Experts from the state however, said the requirements are nothing short of necessary to promote and maintain a high level of water quality.
"People want to live in areas with good, clean water," said Richard Eskin, director of the science services administration for MDE. "It's our mission, our goal, to protect high quality water."
The connector project, Eskin said, is a large one, and a plan county leaders should not be surprised requires restrictions, creates complications and uses up not a small amount of time.
The Tier II level means the state and county need "to do whatever we can to minimize the impact" of the road on the environment, if the county can justify that adverse effect on the watershed, Eskin said.
"We know buffers are very effective at keeping activity away from the streams," Eskin said. "The grass and trees in the buffer intercept pollution."
As for the monitoring, Eskin said that involves looking at the larvae, adult insects and fish that call the Mattawoman their home, and studying the rate of degradation or improvement of their watery environment.
"We want to make sure to keep things balanced," Eskin said. "[The state] established that baseline where the whole idea is to not let water quality degrade, but it can allow some degradation."
The most recent attempt by local conservationists to fight the connector was the publishing of a late June survey that took the opinion of 500 registered Charles County voters on the topic of managed growth, environmental conservation and how those concepts factored into the cross-county connector project.
Though a majority of those questioned supported a connection between the western and central areas of the county, most did not want to jeopardize the environment, nor pay from county taxpayer funds.
"The issue stopped being an environmental one," Levy said .

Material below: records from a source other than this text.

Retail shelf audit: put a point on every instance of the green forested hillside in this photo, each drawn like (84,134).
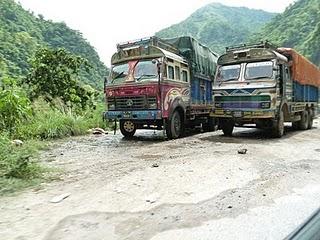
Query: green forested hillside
(297,27)
(22,33)
(219,26)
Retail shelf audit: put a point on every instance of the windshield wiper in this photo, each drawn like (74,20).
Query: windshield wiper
(258,78)
(146,75)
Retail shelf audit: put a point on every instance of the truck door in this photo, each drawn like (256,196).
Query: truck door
(288,83)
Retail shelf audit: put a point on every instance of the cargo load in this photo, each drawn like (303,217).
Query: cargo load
(303,71)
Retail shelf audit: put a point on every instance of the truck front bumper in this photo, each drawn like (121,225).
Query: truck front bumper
(138,115)
(244,114)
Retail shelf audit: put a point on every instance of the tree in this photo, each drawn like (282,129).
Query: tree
(54,74)
(14,105)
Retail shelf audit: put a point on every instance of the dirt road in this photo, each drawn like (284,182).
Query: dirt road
(197,187)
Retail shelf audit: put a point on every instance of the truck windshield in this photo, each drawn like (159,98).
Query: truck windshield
(259,70)
(119,73)
(137,70)
(145,69)
(229,73)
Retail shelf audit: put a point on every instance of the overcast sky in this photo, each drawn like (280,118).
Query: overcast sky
(105,23)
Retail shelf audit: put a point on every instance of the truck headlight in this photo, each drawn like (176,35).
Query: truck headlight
(218,105)
(153,105)
(111,106)
(265,105)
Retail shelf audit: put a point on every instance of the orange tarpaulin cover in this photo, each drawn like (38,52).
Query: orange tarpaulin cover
(303,71)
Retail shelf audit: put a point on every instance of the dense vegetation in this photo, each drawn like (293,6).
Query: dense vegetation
(45,69)
(297,27)
(219,26)
(50,102)
(22,33)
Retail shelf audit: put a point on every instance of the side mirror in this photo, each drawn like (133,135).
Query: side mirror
(106,80)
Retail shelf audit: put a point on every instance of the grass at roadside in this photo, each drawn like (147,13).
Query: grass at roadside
(20,167)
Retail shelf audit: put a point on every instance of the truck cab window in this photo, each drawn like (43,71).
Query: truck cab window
(259,70)
(119,73)
(170,72)
(184,76)
(145,70)
(229,73)
(177,72)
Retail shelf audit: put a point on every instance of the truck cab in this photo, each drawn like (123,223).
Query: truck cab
(258,84)
(152,85)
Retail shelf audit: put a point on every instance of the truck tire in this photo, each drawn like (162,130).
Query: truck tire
(278,128)
(295,125)
(127,128)
(175,126)
(304,122)
(227,127)
(310,118)
(210,126)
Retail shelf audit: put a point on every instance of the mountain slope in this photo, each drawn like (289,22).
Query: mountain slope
(21,34)
(219,26)
(297,27)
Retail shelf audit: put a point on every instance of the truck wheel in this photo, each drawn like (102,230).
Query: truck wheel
(295,125)
(278,128)
(310,119)
(227,128)
(127,128)
(303,123)
(174,128)
(210,126)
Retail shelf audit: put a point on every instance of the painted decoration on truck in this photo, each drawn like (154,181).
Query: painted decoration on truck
(173,93)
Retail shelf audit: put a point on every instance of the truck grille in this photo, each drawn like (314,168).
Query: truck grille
(242,102)
(132,103)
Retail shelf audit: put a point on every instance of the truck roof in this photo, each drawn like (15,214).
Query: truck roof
(201,59)
(303,71)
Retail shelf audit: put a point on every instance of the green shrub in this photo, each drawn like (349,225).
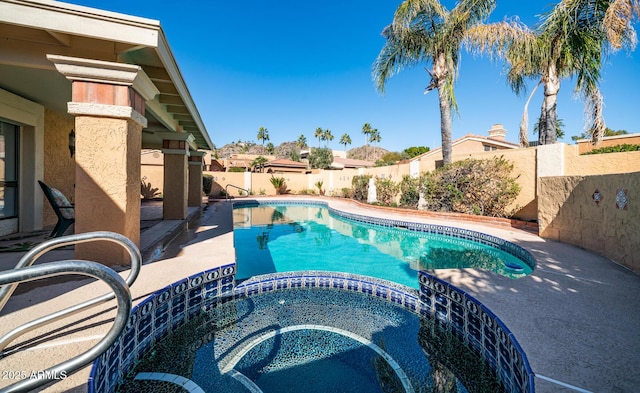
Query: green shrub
(614,149)
(207,183)
(386,191)
(320,158)
(360,185)
(409,191)
(481,187)
(147,191)
(346,192)
(279,184)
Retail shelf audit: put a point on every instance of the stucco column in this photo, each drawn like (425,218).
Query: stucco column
(108,102)
(195,178)
(175,147)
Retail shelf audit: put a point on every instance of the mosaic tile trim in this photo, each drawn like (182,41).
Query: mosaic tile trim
(453,232)
(156,317)
(394,293)
(169,308)
(480,329)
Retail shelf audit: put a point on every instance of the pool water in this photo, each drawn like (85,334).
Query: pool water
(281,238)
(311,340)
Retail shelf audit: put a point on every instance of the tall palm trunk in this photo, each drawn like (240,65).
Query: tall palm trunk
(549,116)
(445,124)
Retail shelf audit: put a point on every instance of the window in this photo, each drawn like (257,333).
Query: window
(8,170)
(490,148)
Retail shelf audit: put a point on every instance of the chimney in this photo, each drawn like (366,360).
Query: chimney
(497,132)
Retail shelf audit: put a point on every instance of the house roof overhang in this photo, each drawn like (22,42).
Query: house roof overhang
(31,30)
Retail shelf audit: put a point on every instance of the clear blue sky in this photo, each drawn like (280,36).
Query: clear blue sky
(293,66)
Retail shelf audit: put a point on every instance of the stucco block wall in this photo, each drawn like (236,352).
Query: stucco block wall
(524,169)
(568,213)
(599,164)
(59,166)
(631,139)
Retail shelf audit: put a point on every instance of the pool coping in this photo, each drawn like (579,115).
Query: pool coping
(436,300)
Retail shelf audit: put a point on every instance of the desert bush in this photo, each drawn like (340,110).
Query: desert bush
(279,184)
(409,191)
(346,192)
(147,191)
(614,149)
(386,191)
(360,185)
(207,183)
(481,187)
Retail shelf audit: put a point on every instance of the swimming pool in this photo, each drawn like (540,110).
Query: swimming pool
(277,237)
(261,345)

"Now it's a no-growth and not-in-my-backyard issue. They're not the same."
More than half of the connector has been completed, but the remaining three phases involve crossing Mattawoman Creek and impacting roughly seven acres of sensitive wetland.

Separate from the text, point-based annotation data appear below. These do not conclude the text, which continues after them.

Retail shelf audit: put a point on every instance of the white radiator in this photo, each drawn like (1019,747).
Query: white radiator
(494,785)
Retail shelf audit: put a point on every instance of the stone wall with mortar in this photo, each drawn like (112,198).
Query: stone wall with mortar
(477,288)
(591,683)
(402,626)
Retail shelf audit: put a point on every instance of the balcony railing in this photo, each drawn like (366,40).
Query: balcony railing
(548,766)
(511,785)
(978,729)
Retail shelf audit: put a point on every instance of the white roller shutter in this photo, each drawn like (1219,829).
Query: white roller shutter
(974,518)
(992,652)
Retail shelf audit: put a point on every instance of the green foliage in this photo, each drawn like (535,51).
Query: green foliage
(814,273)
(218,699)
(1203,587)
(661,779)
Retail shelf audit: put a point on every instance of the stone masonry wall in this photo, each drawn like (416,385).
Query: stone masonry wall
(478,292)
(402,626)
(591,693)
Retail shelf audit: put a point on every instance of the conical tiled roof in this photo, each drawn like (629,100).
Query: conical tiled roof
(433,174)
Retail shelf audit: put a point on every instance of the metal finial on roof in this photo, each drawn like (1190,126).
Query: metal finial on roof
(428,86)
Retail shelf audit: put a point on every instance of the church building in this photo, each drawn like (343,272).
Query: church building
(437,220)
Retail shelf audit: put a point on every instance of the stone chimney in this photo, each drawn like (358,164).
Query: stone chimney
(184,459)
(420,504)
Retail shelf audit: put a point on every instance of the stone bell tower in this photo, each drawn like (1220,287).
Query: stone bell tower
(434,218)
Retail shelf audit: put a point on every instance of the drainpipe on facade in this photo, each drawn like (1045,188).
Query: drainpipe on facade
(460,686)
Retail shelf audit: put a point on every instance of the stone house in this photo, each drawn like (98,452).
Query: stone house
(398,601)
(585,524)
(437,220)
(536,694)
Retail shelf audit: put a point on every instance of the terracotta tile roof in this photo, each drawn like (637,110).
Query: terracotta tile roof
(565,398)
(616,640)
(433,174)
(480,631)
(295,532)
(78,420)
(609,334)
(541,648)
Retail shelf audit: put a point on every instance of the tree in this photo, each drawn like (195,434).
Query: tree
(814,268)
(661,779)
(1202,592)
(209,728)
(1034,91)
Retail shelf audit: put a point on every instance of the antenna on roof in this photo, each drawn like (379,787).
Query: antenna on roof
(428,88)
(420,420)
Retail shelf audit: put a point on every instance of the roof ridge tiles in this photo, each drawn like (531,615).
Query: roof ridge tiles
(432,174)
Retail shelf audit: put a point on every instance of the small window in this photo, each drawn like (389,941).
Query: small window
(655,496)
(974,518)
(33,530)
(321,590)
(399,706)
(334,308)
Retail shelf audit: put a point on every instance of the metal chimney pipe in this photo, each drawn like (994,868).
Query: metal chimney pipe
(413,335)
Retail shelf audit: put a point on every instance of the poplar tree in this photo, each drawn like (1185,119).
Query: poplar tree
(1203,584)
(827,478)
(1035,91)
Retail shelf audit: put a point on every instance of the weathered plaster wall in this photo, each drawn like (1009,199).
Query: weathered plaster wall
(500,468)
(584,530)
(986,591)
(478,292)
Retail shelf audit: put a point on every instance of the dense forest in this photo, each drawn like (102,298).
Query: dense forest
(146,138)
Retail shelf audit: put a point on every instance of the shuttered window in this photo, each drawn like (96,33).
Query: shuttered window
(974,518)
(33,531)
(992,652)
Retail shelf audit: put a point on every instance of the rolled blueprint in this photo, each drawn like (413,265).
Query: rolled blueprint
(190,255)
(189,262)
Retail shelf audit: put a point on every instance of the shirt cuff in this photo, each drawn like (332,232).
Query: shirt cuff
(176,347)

Besides linking one half of the county to another, advocates for the connector point to its benefit of providing a much safer alternative to driving Billingsley Road.
"Seventy percent of Billingsley Road will be replaced by the connector, so we will see an immediate drop in the huge volume of accidents," Hodge said. "Those segments that will not be replaced will still carry local traffic, but … it will become a local road instead of a road that crosses the county."
Levy addressed the argument of simply straightening Billingsley Road and forgoing the remainder of the connector by explaining that that option was studied in the early planning stages of the connector.
"People [on] Billingsley Road threw a fit. They [didn't] want the road [there]," Levy said.
Another problem with the opposition's stance is the belief that the cross-county connector is directly linked to growth, the delegate said.
"Growth has already come and it will continue to come, because Charles County is a wonderful place to live," Levy said.
About two-thirds of the development district the connector will run through has already been planned or built. The county's belief is that without a planned connector road through the area there will be a hodgepodge of small roadways that will do more damage to the environment than the county-engineered highway.
"[The county] would have some say on the access roads, but they would not be in an organized fashion," said Louis Grasso, a member of the county's planning commission. "There would be traffic and safety difficulties, and that's not the way you plan communities. The developers are entitled to do the best they can, but they have no ability to see the future."
The highway is scheduled to cost about $44 million.